Il sentimento di (s)fiducia dei cittadini verso i magistrati.

Nell’età della diffidenza, quale fiducia nella magistratura?

Siamo in un’epoca di diffidenza generalizzata, dalla quale nessuna persona e nessuna istituzione sembra potersi sottrarre. Non più la diffidenza o il sospetto come atteggiamenti propri dei soli intellettuali, riferiti a quelli che, sulla scia di Paul Ricoeur, sono stati chiamati “maestri del sospetto”; e neanche la diffidenza intesa come patologia riguardante poche persone, inquadrabile come disturbo della personalità. No, ciò di cui parlo, e che constatiamo agevolmente anche nei nostri comportamenti quotidiani, sono la diffidenza nei rapporti interpersonali e il suo omologo nei rapporti sociali, cioè la sfiducia verso le “autorità” e verso le istituzioni rappresentative, a qualunque livello e in ogni settore, pubblico e privato.
Quando la diffidenza viene a toccare in misura sensibile la magistratura, ci troviamo ai limiti estremi di tenuta della convivenza civile e quindi deve scattare subito un campanello d’allarme.

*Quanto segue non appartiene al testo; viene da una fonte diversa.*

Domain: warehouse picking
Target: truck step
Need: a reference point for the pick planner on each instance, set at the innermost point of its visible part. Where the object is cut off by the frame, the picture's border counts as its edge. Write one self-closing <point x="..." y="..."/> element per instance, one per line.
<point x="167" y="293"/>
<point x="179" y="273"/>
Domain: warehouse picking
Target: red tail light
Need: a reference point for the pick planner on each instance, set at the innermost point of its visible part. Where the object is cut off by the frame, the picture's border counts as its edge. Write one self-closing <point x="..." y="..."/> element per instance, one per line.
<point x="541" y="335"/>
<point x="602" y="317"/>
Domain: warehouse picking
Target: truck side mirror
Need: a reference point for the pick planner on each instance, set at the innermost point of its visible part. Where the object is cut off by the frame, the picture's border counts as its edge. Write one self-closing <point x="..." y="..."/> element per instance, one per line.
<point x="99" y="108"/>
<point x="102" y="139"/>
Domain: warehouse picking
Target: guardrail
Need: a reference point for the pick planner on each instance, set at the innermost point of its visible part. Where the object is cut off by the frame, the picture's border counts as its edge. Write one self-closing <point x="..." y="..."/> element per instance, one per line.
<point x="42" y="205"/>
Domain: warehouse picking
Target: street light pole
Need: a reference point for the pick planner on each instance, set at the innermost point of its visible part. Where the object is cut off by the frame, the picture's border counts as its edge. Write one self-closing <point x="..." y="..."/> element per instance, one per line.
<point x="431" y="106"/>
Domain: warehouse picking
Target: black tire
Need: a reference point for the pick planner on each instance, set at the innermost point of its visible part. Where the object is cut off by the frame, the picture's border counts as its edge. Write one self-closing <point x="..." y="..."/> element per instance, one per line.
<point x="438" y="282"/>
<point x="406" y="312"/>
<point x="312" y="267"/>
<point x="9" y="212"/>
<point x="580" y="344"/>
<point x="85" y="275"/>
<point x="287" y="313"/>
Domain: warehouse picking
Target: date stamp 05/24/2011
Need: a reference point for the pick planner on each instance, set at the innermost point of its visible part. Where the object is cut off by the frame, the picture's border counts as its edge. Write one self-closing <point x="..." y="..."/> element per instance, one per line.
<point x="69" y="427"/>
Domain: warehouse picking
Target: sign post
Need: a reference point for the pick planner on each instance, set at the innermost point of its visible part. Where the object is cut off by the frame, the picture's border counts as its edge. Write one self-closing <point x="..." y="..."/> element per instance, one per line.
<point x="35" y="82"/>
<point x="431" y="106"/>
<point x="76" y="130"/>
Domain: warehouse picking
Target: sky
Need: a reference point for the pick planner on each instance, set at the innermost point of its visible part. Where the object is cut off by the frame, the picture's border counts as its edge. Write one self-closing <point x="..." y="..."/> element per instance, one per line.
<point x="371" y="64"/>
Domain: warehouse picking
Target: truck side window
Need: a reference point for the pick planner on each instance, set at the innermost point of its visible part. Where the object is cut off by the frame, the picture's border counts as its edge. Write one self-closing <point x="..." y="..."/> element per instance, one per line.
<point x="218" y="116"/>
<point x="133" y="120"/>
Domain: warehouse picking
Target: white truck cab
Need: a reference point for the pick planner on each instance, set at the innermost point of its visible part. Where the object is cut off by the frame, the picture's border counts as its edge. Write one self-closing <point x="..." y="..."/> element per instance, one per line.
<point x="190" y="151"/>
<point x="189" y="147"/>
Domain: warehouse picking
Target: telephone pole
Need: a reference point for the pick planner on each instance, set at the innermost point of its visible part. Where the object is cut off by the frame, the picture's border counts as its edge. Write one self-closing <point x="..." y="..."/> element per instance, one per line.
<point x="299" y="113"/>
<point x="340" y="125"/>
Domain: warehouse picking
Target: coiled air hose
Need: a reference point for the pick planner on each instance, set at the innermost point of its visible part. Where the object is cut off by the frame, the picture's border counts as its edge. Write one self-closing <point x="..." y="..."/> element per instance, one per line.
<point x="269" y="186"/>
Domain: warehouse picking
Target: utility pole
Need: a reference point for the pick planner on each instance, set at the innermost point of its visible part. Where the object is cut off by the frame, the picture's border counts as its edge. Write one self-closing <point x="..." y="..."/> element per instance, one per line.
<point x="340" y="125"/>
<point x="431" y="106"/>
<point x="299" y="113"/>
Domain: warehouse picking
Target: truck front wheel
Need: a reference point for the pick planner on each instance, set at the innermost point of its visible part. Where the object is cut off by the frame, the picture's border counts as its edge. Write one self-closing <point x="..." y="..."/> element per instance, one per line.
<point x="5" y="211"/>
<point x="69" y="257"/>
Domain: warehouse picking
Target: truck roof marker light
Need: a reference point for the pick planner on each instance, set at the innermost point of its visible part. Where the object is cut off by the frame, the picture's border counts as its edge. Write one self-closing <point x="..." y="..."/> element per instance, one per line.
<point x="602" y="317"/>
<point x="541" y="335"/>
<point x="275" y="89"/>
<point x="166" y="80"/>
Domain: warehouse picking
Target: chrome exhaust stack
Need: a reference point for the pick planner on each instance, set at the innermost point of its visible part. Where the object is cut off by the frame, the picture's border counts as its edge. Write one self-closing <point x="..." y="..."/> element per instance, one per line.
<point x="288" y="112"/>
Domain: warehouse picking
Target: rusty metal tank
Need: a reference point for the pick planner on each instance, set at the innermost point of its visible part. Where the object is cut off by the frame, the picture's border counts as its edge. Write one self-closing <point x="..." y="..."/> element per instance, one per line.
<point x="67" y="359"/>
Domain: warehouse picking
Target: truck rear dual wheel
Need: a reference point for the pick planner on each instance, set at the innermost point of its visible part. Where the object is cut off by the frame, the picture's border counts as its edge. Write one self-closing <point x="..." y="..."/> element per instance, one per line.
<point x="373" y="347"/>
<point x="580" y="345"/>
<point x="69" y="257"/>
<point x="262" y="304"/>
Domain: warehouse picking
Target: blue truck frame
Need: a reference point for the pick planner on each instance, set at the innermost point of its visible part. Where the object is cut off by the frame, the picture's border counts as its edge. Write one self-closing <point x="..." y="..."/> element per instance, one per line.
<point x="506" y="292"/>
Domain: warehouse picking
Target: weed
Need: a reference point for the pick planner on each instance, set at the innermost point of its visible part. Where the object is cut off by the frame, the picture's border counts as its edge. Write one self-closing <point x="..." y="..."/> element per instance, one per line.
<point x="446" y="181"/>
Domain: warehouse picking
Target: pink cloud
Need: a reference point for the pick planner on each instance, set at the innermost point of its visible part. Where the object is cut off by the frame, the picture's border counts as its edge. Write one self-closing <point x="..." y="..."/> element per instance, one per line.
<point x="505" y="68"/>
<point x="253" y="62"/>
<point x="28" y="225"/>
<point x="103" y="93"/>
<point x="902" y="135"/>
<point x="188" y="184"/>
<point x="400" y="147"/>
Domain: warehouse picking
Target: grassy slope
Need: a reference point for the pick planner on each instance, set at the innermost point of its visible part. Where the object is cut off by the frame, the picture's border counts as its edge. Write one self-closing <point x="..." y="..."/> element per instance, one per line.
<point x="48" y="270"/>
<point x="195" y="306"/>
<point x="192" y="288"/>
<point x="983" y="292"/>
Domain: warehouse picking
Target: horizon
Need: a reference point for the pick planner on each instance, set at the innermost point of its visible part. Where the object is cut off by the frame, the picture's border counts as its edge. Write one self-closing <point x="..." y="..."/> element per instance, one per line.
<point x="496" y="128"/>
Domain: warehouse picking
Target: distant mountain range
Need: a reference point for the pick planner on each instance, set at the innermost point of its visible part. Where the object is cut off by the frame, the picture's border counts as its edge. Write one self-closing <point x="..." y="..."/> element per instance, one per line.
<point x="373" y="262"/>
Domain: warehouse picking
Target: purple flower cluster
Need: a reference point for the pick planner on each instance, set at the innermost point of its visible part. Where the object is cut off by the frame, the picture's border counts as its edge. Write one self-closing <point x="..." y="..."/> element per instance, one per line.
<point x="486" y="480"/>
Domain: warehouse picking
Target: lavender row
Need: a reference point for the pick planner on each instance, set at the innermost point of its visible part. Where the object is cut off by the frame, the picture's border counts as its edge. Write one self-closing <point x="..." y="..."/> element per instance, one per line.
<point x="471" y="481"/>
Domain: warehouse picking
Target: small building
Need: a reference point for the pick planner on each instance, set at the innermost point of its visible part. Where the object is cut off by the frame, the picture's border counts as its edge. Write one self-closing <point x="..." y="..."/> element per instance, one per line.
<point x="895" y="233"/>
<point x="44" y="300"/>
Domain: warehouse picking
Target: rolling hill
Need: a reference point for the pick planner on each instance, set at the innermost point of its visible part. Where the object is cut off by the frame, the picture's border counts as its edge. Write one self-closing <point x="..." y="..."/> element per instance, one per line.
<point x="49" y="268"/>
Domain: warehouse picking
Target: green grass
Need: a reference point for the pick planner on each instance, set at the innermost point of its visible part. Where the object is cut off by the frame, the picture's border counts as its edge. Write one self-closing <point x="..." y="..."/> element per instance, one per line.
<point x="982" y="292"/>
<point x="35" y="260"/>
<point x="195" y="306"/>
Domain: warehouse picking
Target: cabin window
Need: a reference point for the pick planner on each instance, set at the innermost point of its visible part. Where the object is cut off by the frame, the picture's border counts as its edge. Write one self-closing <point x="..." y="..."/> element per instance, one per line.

Scrivo queste cose anche influenzato dalla lettura della sintesi di un’interessante ricerca (promossa dalla Scuola superiore della magistratura e curata da due esperti quali N. Delai e S. Rolando) sul tema “Magistrati e cittadini”, dalla quale emerge la conferma di una progressiva erosione della fiducia verso la giustizia in generale e i magistrati in particolare, dovuta a diverse concause, che attengono ai tempi troppe volte infiniti dei processi, ai rapporti tra magistratura e politica (o leader politici), al modo con cui il sistema dell’informazione tratta il mondo giudiziario.
Dalla ricerca emerge che la “cura” per l’ammalata giustizia potrebbe stare anzitutto nella capacità di ciascuno – magistrato, operatore giudiziario, politico, giornalista, professionista del foro, cittadino comunque coinvolto in procedure giudiziarie – di riappropriarsi in modo virtuoso del proprio ruolo, recuperando una corretta fiducia negli altri operatori e facendo la propria parte sino in fondo, tenendo sempre ben presenti la condizione e i problemi degli altri soggetti che si muovono nel pianeta giustizia.
L’orientamento del Csm, in questi primi quindici mesi di nuova consiliatura, da un lato di intervenire senza esitazioni sulle storture e sulle magagne, anche relative a singoli magistrati e, dall’altro lato, di sostenere ed incoraggiare in ogni modo la parte buona, cioè la quasi totalità della magistratura, sembra il più idoneo a sostenere la battaglia per una rinnovata fiducia dentro e verso il pianeta giustizia.